You may recognize Vanguard as the purveyors of popular high-cap ETFs like the Vanguard S&P 500 ETF (VOO) and the Vanguard Total World Stock ETF (VT).
Now, you don’t need a Vanguard investment account to invest in these ETFs since they’re available for commission-free trading pretty much anywhere other ETFs are. That being said, if you have a minimum $50,000 to invest, you might seriously want a Vanguard investment account.
That’s because $50k is the minimum deposit needed to qualify for Vanguard Personal Advisor — the Rolls-Royce of robo-advisors. You’ll get automatic quarterly rebalancing, free annual checkups, and video calls with Vanguard’s financial advisors to make sure you’re on track for your investing goals (or to help establish them in the first place) — all for a 0.30% management fee.
The cherry on top? Vanguard insures each of its customers’ accounts for $500,000.
Summary of the Best Investment Accounts for Young Investors
|Account||Robo-advisor available?||Minimum investment||Trade/account management fees||Investment options|
|Wealthfront||Yes||$500||0.25% annual account management fee||Pre-built ETF portfolios|
|Betterment||Yes||None for Basic, $100k for Premium||0.25% for balances under $100k, 0.40% for balances $100k+||Pre-built stock and ETF portfolios (crypto coming soon)|
|Robinhood||No||$0, $2k for Robinhood Gold (margins, more data)||None||Stocks, ETFs, cryptocurrency|
|J.P. Morgan Self-Directed Investing||Yes, with Automated Investing||$0||None||Stocks, options, ETFs, bonds, mutual funds|
|TD Ameritrade||Yes, through Essential Portfolios||$0 for basic, $2k for margin and option trading, $5k for robo-advisor||0.30%||Stocks, options, ETFs, mutual funds, futures, forex, bonds, CDs|
|Public||No||$0||None||Stocks, ETFs, cryptocurrency|
|Acorns||Yes||$0||$3 per month||Pre-built ETF portfolios|
|M1 Finance||Yes||$100 for taxable account, $500 for a retirement account||None (misc. fees for transfers, paper documents, etc.)||Stocks, ETFs, REITs|
|E*TRADE||Yes, through Core Portfolios||$0, but account must stay funded to remain open||None for trades, 0.30% account management fee for Core Portfolios||Stocks, options, futures, ETFs, mutual funds, bonds, CDs|
|Fidelity||Yes, through Fidelity Go||$0||None for trades, none for Fidelity Go accounts with balances <$10k, $3/month for between $10k-$50k, 0.35% annually for balances larger than $50k||Stocks, bonds, ETFs, mutual funds, CDs, options, precious metals|
|Vanguard||Yes, through Vanguard Personal Advisor||$50,000||None for trades, $20 annually for brokerage accounts, 0.30% for VPA accounts||Stocks, bonds, ETFs, mutual funds, CDs|
FAQs About Investment Accounts
What is a taxable investing account, aka brokerage account?

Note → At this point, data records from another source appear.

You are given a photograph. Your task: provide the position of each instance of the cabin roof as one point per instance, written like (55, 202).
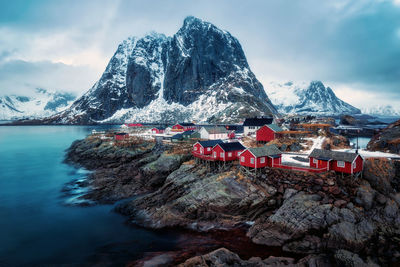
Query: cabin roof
(233, 146)
(177, 136)
(210, 143)
(270, 150)
(274, 127)
(257, 121)
(188, 132)
(216, 129)
(333, 155)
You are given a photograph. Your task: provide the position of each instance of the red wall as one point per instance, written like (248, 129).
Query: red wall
(359, 165)
(265, 134)
(277, 161)
(248, 156)
(197, 146)
(333, 165)
(177, 128)
(217, 149)
(206, 150)
(120, 137)
(320, 164)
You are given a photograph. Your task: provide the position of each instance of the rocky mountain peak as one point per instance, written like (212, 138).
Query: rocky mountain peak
(200, 73)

A brokerage account is simply a basic account used to buy and sell securities like stocks, bonds, ETFs, etc.
What is a robo-advisor, and is it better than a human financial advisor?

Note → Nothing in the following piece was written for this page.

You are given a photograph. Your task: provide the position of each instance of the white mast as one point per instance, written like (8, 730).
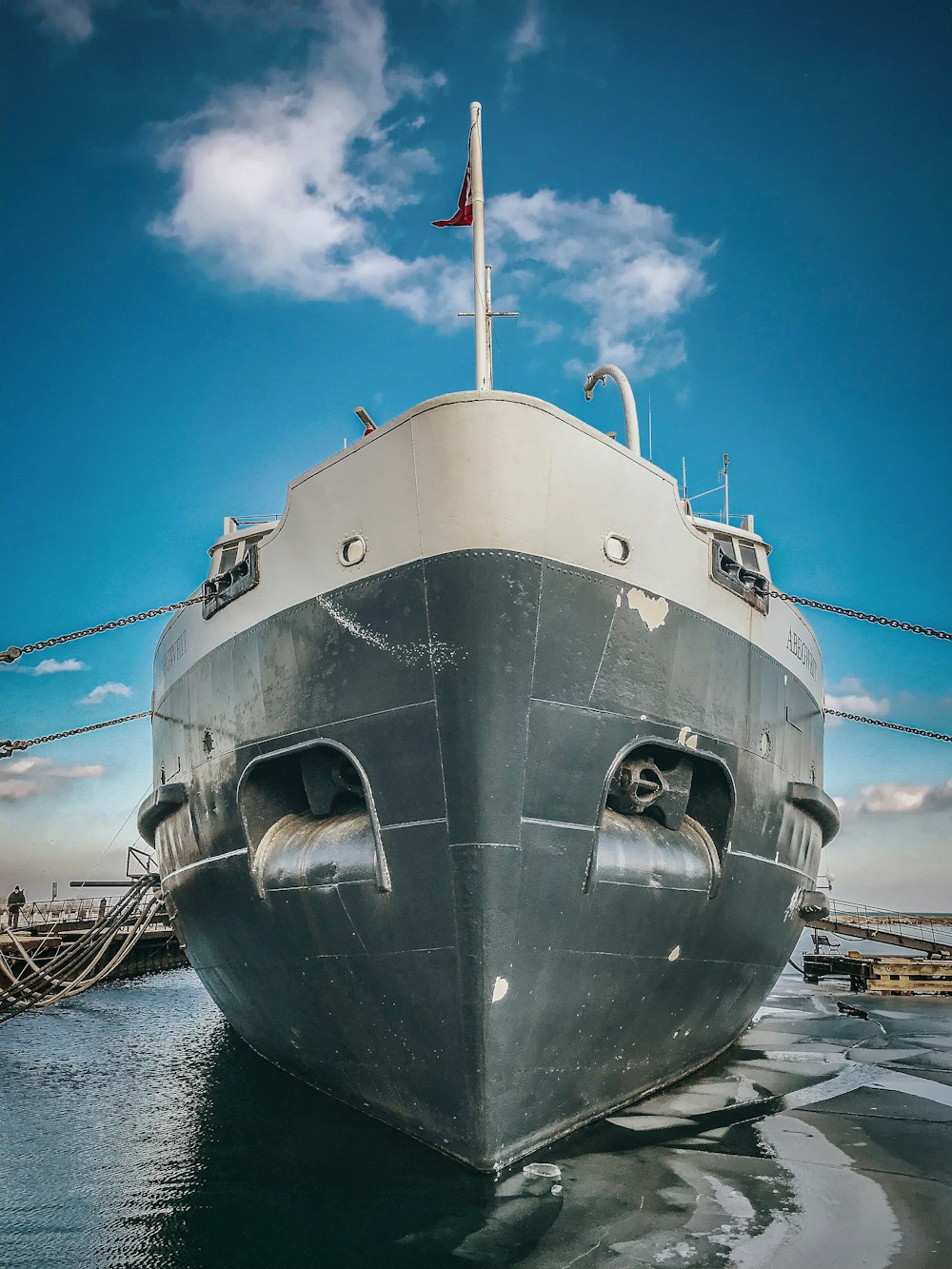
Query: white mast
(484, 381)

Robo-advisors are AI algorithms that help pick your investments for you, typically based on questions about your goals and risk tolerance. Human advisors do the same and charge more (1% compared to 0.25%), but can help guide you and find your goals in the first place. Both have value; there’s no wrong choice.

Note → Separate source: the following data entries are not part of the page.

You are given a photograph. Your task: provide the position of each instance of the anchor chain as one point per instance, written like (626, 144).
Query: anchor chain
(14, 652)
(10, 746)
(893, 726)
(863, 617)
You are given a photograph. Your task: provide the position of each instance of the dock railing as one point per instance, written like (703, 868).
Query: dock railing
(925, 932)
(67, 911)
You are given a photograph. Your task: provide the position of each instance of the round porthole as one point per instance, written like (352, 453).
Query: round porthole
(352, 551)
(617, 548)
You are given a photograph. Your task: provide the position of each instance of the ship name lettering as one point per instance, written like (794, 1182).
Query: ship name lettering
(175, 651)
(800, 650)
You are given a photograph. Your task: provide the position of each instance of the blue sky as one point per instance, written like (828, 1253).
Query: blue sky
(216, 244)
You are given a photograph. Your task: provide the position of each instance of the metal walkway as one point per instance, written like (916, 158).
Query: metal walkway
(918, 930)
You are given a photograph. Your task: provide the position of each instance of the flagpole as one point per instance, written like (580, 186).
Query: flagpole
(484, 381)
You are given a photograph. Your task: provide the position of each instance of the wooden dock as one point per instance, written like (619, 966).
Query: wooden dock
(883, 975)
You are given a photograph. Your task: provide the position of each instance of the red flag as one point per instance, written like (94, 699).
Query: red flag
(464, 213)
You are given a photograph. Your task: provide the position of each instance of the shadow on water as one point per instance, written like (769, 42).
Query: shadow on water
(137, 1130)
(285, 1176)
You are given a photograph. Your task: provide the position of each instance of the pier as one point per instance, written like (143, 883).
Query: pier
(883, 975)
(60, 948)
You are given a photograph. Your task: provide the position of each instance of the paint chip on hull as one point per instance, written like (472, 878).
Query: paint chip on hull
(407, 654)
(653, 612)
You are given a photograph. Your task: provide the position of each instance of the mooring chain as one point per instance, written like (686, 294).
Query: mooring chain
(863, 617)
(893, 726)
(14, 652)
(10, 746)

For more info, check out Robo-advisors vs. financial advisors: which option is best for you?
How much money should I be investing at my age?
A good starting point is 20% of your income. Don’t be afraid to start small —$100 invested at age 25 with 8% APY will become $1,478.53 by age 60.
Spend a minute tinkering with our compound interest calculator (it’s fun, really!).
Should I be choosing my own investments?
If you’re new to investing, it’s best to let your robo- or human advisor do most of the choosing for you. If you’re eager to get hands-on, start with a small slice of your overall portfolio — maybe 5% — to hedge your risk.
If you’re looking to get started investing, there are no wrong choices among the investment accounts listed above. Plus, you can always change platforms later.
The most important thing is that you get started investing, period.